Les deux enfants répétèrent les incantations avec une ferveur insoupçonnée.

Bientôt tout se liquéfiait autour d’eux, les contours des objets

devenaient flous , les murs entraient en fusion. Les voix claires de Cédric

et Rachel résonnaient en écho dans la salle tandis que les mots se

délitaient et les lettres vrillaient vers la voûte, bientôt rejoints par les incantations

rauques de la Grande Prêtresse, comme un chante polyphonique

qui s’élevait vers le ciel. Le puits de lumière du dôme laissait filtrer

des faisceaux d’une lumière crue, celle qui inonde les clairières de

la forêt dense. La lumière devint soudain aveuglante alors que la prière

s’achevait. Les enfants prirent peur. Au centre de la mosaïque, les dalles

s’étaient disjointes. Le sol se dérobait-il sous leurs pieds? Rachel fut

déséquilibrée et prit peur. Allaient-ils se retrouver tous dans ce village

de la foret équatoriale en Afrique, loin des leurs? Ne reverrait-elle plus

son père, sa mère, ses amis et son chat Mitsy? Les dalles du sol s’écartaient

de plus en plus.

N’ayez crainte”, s’éleva la voix de Wendu, lointaine et caverneuse, “nous

ne vous emmènerons pas avec nous, vous qui nous avez sauvé la vie.

Laissez-nous en échange vous offrir un cadeau de la sagesse Pygmée,

un viatique qui nous l’espérons éclairera le chemin de vos jours:

La richesse est un couteau à double tranchant. C’est bien peu de mots,

mais médites-les…”.

Les deux figurines se mirent à tourbillonner d’abord lentement puis de

plus en plus vite. L’obscurité se fit soudain et quelques secondes après,

une lumière tamisée ressurgit, la même lumière ordinaire qui entrait par

le dôme. Au sol, plus aucune trace de la mosaïque. Les dalles s’étaient

scellées. Seules deux statuettes étaient posées par terre, les yeux éteints,

les traits figés, le corps immobile.

Cédric se baissa lentement pour les ramasser et les replaça sur la table.

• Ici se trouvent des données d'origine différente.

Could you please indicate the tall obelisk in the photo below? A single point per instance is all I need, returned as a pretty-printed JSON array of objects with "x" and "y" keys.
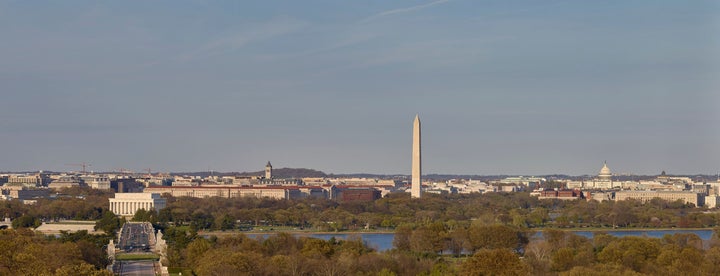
[{"x": 415, "y": 190}]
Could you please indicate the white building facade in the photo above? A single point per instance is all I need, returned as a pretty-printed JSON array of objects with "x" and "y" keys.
[{"x": 127, "y": 204}]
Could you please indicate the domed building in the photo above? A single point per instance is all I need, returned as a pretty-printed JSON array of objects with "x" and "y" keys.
[
  {"x": 603, "y": 181},
  {"x": 605, "y": 173}
]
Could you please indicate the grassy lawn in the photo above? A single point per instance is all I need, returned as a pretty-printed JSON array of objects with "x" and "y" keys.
[
  {"x": 136, "y": 257},
  {"x": 177, "y": 270}
]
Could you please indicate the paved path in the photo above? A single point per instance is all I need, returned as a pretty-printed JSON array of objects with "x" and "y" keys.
[{"x": 137, "y": 268}]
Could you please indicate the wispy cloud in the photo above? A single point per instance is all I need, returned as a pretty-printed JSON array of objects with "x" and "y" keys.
[
  {"x": 251, "y": 34},
  {"x": 403, "y": 10}
]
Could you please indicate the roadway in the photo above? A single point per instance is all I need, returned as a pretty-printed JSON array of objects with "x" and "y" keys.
[
  {"x": 136, "y": 238},
  {"x": 137, "y": 268}
]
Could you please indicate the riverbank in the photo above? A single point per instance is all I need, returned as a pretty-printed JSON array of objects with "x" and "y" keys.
[{"x": 370, "y": 232}]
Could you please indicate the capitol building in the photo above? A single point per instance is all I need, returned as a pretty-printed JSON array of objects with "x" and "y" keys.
[{"x": 603, "y": 181}]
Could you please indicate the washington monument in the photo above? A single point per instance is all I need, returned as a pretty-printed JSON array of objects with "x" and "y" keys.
[{"x": 415, "y": 190}]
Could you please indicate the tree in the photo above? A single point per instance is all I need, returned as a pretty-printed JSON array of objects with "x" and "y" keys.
[
  {"x": 26, "y": 221},
  {"x": 401, "y": 241},
  {"x": 494, "y": 262},
  {"x": 109, "y": 223}
]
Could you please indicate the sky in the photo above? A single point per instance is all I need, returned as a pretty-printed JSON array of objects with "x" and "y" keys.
[{"x": 501, "y": 87}]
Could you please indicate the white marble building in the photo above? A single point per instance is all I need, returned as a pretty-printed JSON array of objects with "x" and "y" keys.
[{"x": 126, "y": 204}]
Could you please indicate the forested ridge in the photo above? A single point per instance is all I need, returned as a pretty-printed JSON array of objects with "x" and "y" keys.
[{"x": 488, "y": 234}]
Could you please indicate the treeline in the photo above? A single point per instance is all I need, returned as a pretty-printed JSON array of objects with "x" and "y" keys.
[
  {"x": 23, "y": 252},
  {"x": 72, "y": 203},
  {"x": 437, "y": 249},
  {"x": 503, "y": 250},
  {"x": 511, "y": 209},
  {"x": 285, "y": 254}
]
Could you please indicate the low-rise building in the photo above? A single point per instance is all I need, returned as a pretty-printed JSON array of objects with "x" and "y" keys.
[
  {"x": 127, "y": 204},
  {"x": 277, "y": 192},
  {"x": 685, "y": 196}
]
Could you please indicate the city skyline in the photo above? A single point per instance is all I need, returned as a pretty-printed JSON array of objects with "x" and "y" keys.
[{"x": 522, "y": 88}]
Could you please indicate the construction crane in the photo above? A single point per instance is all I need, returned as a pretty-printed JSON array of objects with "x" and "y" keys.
[
  {"x": 122, "y": 170},
  {"x": 83, "y": 165}
]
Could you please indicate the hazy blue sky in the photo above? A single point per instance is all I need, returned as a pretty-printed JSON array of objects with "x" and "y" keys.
[{"x": 511, "y": 87}]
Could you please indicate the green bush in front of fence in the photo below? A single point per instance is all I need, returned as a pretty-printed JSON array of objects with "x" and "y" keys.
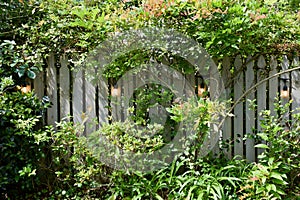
[{"x": 22, "y": 143}]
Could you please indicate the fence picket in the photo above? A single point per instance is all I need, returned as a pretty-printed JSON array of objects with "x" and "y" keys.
[
  {"x": 85, "y": 102},
  {"x": 227, "y": 126},
  {"x": 64, "y": 79},
  {"x": 273, "y": 85},
  {"x": 238, "y": 111},
  {"x": 78, "y": 98},
  {"x": 295, "y": 89},
  {"x": 51, "y": 85},
  {"x": 261, "y": 94},
  {"x": 250, "y": 115}
]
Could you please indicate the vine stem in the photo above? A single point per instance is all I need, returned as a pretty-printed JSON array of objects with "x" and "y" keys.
[{"x": 253, "y": 87}]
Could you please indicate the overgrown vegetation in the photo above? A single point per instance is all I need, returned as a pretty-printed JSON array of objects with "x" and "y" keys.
[{"x": 45, "y": 162}]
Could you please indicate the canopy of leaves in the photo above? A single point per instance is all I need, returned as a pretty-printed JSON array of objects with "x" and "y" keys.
[{"x": 223, "y": 27}]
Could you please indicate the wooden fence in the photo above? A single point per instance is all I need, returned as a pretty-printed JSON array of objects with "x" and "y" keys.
[{"x": 71, "y": 94}]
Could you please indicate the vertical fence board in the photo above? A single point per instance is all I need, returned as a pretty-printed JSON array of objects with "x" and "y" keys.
[
  {"x": 78, "y": 97},
  {"x": 238, "y": 111},
  {"x": 273, "y": 85},
  {"x": 52, "y": 90},
  {"x": 295, "y": 90},
  {"x": 39, "y": 84},
  {"x": 90, "y": 107},
  {"x": 64, "y": 79},
  {"x": 227, "y": 126},
  {"x": 284, "y": 66},
  {"x": 103, "y": 101},
  {"x": 84, "y": 96},
  {"x": 250, "y": 115},
  {"x": 261, "y": 93}
]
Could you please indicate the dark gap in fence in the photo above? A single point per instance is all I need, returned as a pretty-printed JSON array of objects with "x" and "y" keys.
[
  {"x": 70, "y": 66},
  {"x": 57, "y": 67},
  {"x": 84, "y": 99},
  {"x": 97, "y": 107}
]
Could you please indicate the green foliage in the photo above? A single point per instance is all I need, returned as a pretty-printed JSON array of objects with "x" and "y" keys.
[{"x": 22, "y": 144}]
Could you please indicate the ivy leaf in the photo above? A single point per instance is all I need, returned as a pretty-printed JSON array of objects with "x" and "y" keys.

Avait-il rêvé tout ceci? Il voyait le même doute dans les yeux de Rachel.

Non, ils savaient tout deux qu’ils avaient réussi à libérer les âmes

de Wendu et Ninka et qu’à jamais, leur vision des choses serait différente.

Rachel fut la première à reprendre la parole après plusieurs mi-

nutes de recueillement:

“Tu ne crois pas qu’on va nous prendre pour des fous si on raconte cette

histoire?”.

“Bah, on n’est pas obligés de raconter quoique ce soit…”.

Derrière eux, le tic tac de la grosse horloge avait repris son égrenage

monotone. De la salle de taxidermie, un brouhaha familier perçait à nouveau.

Bientôt, Mme Jouve s’encadra dans la porte de la grande salle:

“Allons, toujours les mêmes à la traîne, gronda-t-elle, dépêchons, le car

nous attend!”.

Rachel et Cédric échangèrent un regard entendu et un sourire complice

avant de rejoindre le groupe.

 

*

 

A sept mille kilomètres de là, le saut spatio-temporel avait fait atterrir

nos deux pygmées dans le Bois Sacré. Wendu et Ninka encadraient Eloka,

la Grande Prêtresse et tous trois s’empressaient d’aller porter la

bonne nouvelle: ils étaient de retour parmi les leurs, et cette fois pour

de bon. Bien campés sur leurs jambes robustes, Wendu et Ninka avaient

la même pensée: “Merci, les enfants, nous ne vous oublierons jamais!”.